Athens-based CCH, Greece’s biggest company by market value, has restructured operations to deal with weak demand in many of its markets over the last three years, but particularly in Greece, now in its fifth year of deep recession and struggling to revive a shattered economy.
Sales volumes in Greece, one of the company’s biggest markets, fell by 12 percent in 2011, hit by higher sales tax and sweeping wage cuts that sharply reduced consumer spending.
CCH, which is active in 27 countries in Europe and also in Nigeria, said it would move the production of its plants in Thessaloniki and Patras to other units in Greece but would keep its distribution centres, sales offices and other services in the two Greek cities.

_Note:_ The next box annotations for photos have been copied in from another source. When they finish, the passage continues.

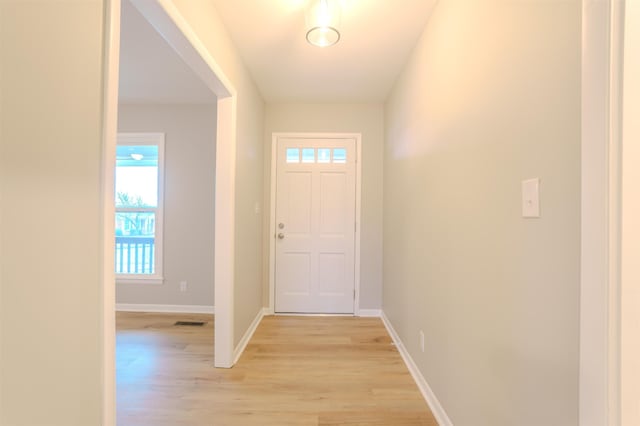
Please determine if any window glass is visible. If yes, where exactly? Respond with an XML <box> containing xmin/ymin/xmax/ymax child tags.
<box><xmin>115</xmin><ymin>212</ymin><xmax>156</xmax><ymax>275</ymax></box>
<box><xmin>114</xmin><ymin>133</ymin><xmax>164</xmax><ymax>282</ymax></box>
<box><xmin>287</xmin><ymin>148</ymin><xmax>300</xmax><ymax>163</ymax></box>
<box><xmin>302</xmin><ymin>148</ymin><xmax>316</xmax><ymax>163</ymax></box>
<box><xmin>115</xmin><ymin>145</ymin><xmax>158</xmax><ymax>207</ymax></box>
<box><xmin>318</xmin><ymin>148</ymin><xmax>331</xmax><ymax>163</ymax></box>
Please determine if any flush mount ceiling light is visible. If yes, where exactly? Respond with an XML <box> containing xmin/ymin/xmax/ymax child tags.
<box><xmin>306</xmin><ymin>0</ymin><xmax>340</xmax><ymax>47</ymax></box>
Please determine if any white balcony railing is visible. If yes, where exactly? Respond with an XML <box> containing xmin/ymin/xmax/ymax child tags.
<box><xmin>116</xmin><ymin>236</ymin><xmax>155</xmax><ymax>275</ymax></box>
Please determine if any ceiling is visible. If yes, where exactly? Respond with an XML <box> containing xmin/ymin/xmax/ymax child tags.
<box><xmin>120</xmin><ymin>0</ymin><xmax>435</xmax><ymax>103</ymax></box>
<box><xmin>212</xmin><ymin>0</ymin><xmax>434</xmax><ymax>102</ymax></box>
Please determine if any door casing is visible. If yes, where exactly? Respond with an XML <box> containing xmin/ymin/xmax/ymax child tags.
<box><xmin>268</xmin><ymin>133</ymin><xmax>362</xmax><ymax>316</ymax></box>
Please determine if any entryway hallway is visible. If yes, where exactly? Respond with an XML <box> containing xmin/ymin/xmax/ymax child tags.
<box><xmin>116</xmin><ymin>312</ymin><xmax>437</xmax><ymax>426</ymax></box>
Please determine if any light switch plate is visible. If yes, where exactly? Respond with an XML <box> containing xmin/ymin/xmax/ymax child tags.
<box><xmin>522</xmin><ymin>178</ymin><xmax>540</xmax><ymax>217</ymax></box>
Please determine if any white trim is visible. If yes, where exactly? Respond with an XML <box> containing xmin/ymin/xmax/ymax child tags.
<box><xmin>357</xmin><ymin>309</ymin><xmax>382</xmax><ymax>318</ymax></box>
<box><xmin>579</xmin><ymin>0</ymin><xmax>622</xmax><ymax>426</ymax></box>
<box><xmin>233</xmin><ymin>308</ymin><xmax>268</xmax><ymax>364</ymax></box>
<box><xmin>618</xmin><ymin>1</ymin><xmax>640</xmax><ymax>425</ymax></box>
<box><xmin>116</xmin><ymin>303</ymin><xmax>215</xmax><ymax>314</ymax></box>
<box><xmin>100</xmin><ymin>0</ymin><xmax>120</xmax><ymax>426</ymax></box>
<box><xmin>381</xmin><ymin>311</ymin><xmax>453</xmax><ymax>426</ymax></box>
<box><xmin>268</xmin><ymin>132</ymin><xmax>362</xmax><ymax>316</ymax></box>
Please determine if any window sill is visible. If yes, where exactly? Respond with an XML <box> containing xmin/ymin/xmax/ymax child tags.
<box><xmin>116</xmin><ymin>277</ymin><xmax>164</xmax><ymax>285</ymax></box>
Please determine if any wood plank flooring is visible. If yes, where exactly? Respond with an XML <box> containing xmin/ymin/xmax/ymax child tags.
<box><xmin>116</xmin><ymin>313</ymin><xmax>437</xmax><ymax>426</ymax></box>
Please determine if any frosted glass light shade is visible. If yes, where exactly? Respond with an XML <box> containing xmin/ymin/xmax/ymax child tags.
<box><xmin>306</xmin><ymin>0</ymin><xmax>340</xmax><ymax>47</ymax></box>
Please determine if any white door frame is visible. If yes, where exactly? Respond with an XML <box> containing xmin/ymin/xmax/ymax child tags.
<box><xmin>102</xmin><ymin>0</ymin><xmax>237</xmax><ymax>426</ymax></box>
<box><xmin>268</xmin><ymin>133</ymin><xmax>362</xmax><ymax>316</ymax></box>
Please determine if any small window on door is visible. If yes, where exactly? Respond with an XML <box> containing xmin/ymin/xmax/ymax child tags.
<box><xmin>333</xmin><ymin>148</ymin><xmax>347</xmax><ymax>163</ymax></box>
<box><xmin>115</xmin><ymin>133</ymin><xmax>164</xmax><ymax>282</ymax></box>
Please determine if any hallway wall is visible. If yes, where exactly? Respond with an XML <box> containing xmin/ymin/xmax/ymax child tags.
<box><xmin>172</xmin><ymin>0</ymin><xmax>265</xmax><ymax>345</ymax></box>
<box><xmin>116</xmin><ymin>104</ymin><xmax>216</xmax><ymax>308</ymax></box>
<box><xmin>0</xmin><ymin>4</ymin><xmax>105</xmax><ymax>426</ymax></box>
<box><xmin>383</xmin><ymin>0</ymin><xmax>581</xmax><ymax>426</ymax></box>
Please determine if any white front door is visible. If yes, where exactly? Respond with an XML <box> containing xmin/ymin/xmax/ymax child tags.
<box><xmin>275</xmin><ymin>137</ymin><xmax>356</xmax><ymax>314</ymax></box>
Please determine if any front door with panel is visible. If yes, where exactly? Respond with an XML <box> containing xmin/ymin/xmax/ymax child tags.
<box><xmin>274</xmin><ymin>137</ymin><xmax>356</xmax><ymax>314</ymax></box>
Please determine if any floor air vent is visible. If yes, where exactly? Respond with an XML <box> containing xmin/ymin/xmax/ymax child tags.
<box><xmin>175</xmin><ymin>321</ymin><xmax>206</xmax><ymax>327</ymax></box>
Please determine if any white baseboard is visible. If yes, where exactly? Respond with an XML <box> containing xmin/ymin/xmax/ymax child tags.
<box><xmin>358</xmin><ymin>309</ymin><xmax>382</xmax><ymax>318</ymax></box>
<box><xmin>233</xmin><ymin>308</ymin><xmax>269</xmax><ymax>365</ymax></box>
<box><xmin>381</xmin><ymin>311</ymin><xmax>453</xmax><ymax>426</ymax></box>
<box><xmin>116</xmin><ymin>303</ymin><xmax>215</xmax><ymax>314</ymax></box>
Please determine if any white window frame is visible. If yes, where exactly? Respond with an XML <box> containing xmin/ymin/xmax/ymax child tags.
<box><xmin>114</xmin><ymin>133</ymin><xmax>165</xmax><ymax>284</ymax></box>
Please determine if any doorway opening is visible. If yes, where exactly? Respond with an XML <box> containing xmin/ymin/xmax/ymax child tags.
<box><xmin>102</xmin><ymin>0</ymin><xmax>236</xmax><ymax>424</ymax></box>
<box><xmin>269</xmin><ymin>133</ymin><xmax>362</xmax><ymax>315</ymax></box>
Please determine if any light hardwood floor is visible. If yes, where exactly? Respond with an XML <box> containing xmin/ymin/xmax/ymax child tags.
<box><xmin>116</xmin><ymin>313</ymin><xmax>437</xmax><ymax>426</ymax></box>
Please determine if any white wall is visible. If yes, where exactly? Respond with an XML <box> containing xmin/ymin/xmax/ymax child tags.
<box><xmin>173</xmin><ymin>0</ymin><xmax>264</xmax><ymax>344</ymax></box>
<box><xmin>263</xmin><ymin>103</ymin><xmax>384</xmax><ymax>309</ymax></box>
<box><xmin>0</xmin><ymin>0</ymin><xmax>105</xmax><ymax>426</ymax></box>
<box><xmin>116</xmin><ymin>104</ymin><xmax>216</xmax><ymax>307</ymax></box>
<box><xmin>383</xmin><ymin>0</ymin><xmax>581</xmax><ymax>426</ymax></box>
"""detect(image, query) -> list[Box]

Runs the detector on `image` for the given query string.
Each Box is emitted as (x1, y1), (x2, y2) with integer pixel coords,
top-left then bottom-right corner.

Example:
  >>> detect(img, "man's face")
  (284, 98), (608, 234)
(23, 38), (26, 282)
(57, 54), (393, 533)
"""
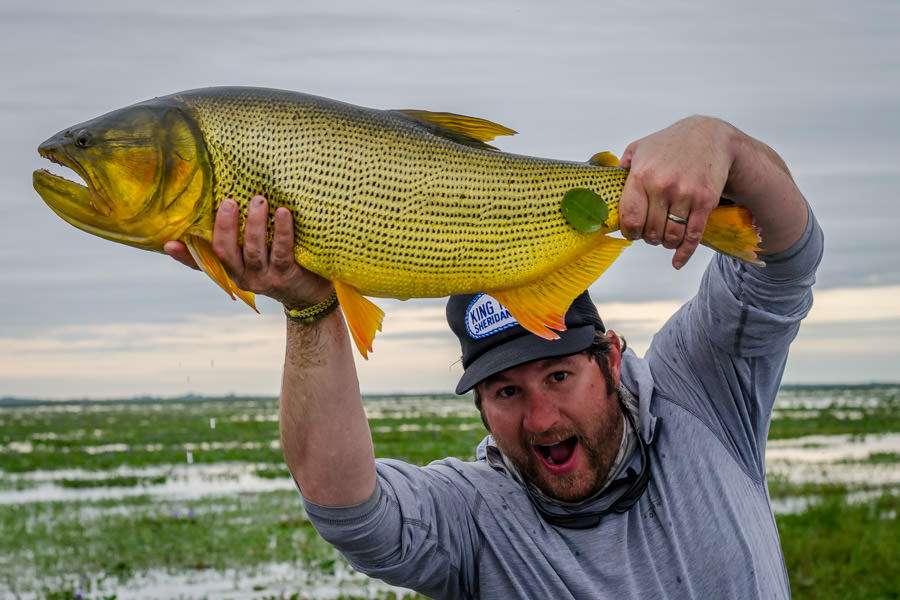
(478, 348), (623, 502)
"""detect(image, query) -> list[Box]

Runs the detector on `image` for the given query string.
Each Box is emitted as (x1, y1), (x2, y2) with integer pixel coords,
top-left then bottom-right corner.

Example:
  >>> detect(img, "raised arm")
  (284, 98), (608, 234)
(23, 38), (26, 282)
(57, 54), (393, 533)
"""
(620, 117), (808, 268)
(165, 196), (375, 506)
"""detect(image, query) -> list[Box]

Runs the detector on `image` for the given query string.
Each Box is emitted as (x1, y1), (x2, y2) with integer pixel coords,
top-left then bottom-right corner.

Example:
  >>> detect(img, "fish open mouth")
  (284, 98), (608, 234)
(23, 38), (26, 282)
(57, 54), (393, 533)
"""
(33, 138), (112, 217)
(534, 435), (578, 466)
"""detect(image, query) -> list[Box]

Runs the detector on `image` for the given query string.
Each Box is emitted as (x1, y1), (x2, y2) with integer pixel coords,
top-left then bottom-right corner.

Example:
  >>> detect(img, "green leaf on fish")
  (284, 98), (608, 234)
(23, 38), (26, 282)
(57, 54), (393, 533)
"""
(562, 188), (609, 233)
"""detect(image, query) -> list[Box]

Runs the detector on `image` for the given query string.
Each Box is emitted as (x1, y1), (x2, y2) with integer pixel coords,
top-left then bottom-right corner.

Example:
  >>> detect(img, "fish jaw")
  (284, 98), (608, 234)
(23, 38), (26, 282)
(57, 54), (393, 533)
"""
(32, 169), (167, 252)
(33, 101), (211, 252)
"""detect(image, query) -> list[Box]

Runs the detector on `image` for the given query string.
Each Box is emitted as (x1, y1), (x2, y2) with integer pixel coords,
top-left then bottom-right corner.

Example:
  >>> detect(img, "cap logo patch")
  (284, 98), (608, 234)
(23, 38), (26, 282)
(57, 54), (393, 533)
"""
(466, 294), (519, 339)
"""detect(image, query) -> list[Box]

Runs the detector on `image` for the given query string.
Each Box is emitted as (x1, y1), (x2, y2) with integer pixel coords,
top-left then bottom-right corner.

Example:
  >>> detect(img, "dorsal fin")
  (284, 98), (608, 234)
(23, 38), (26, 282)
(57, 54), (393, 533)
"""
(392, 109), (516, 150)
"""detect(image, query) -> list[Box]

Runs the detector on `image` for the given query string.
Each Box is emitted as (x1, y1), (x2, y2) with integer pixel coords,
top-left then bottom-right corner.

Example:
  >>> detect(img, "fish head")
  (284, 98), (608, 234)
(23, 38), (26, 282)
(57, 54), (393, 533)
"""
(33, 99), (212, 251)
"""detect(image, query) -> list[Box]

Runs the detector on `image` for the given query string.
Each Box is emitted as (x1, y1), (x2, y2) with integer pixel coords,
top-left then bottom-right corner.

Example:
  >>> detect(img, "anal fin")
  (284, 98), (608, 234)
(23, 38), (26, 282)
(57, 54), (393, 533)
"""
(488, 236), (631, 340)
(181, 234), (259, 312)
(333, 281), (384, 358)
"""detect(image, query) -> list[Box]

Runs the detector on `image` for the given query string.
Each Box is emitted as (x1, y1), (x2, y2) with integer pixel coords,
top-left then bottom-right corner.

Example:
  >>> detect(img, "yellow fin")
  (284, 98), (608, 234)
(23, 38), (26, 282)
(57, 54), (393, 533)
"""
(181, 234), (259, 312)
(588, 152), (619, 167)
(393, 109), (516, 150)
(334, 281), (384, 358)
(701, 204), (766, 266)
(489, 236), (631, 340)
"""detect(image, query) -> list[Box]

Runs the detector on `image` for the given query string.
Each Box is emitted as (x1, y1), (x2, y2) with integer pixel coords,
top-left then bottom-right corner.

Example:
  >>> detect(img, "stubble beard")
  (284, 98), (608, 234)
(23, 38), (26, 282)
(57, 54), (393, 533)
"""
(495, 396), (624, 502)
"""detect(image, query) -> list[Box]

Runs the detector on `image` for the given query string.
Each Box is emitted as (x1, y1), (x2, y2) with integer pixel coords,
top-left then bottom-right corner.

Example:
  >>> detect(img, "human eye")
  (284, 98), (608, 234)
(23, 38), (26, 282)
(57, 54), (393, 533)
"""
(497, 385), (518, 399)
(550, 371), (569, 383)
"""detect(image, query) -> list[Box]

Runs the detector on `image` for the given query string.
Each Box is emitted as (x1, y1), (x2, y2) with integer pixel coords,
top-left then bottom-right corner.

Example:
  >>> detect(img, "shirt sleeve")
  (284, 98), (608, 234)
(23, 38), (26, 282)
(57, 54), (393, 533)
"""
(647, 204), (824, 478)
(303, 459), (479, 598)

It said the move would affect 30 workers and was part of the company’s saving efforts.
“We have been doing restructuring in other geographies and with the reality in Greece, we are doing it here as well,” CCH investor relations director Oya Gur told Reuters.
Last year, CCH’s net profit dropped 27 percent to 330 million euros ($443 million), with sales volume down 1 percent to 2 billion unit cases.
The company has said it will continue its saving initiatives this year, an effort that will cost about 50 million euros and is seen producing annual benefit of 35 million euros from 2013 onwards.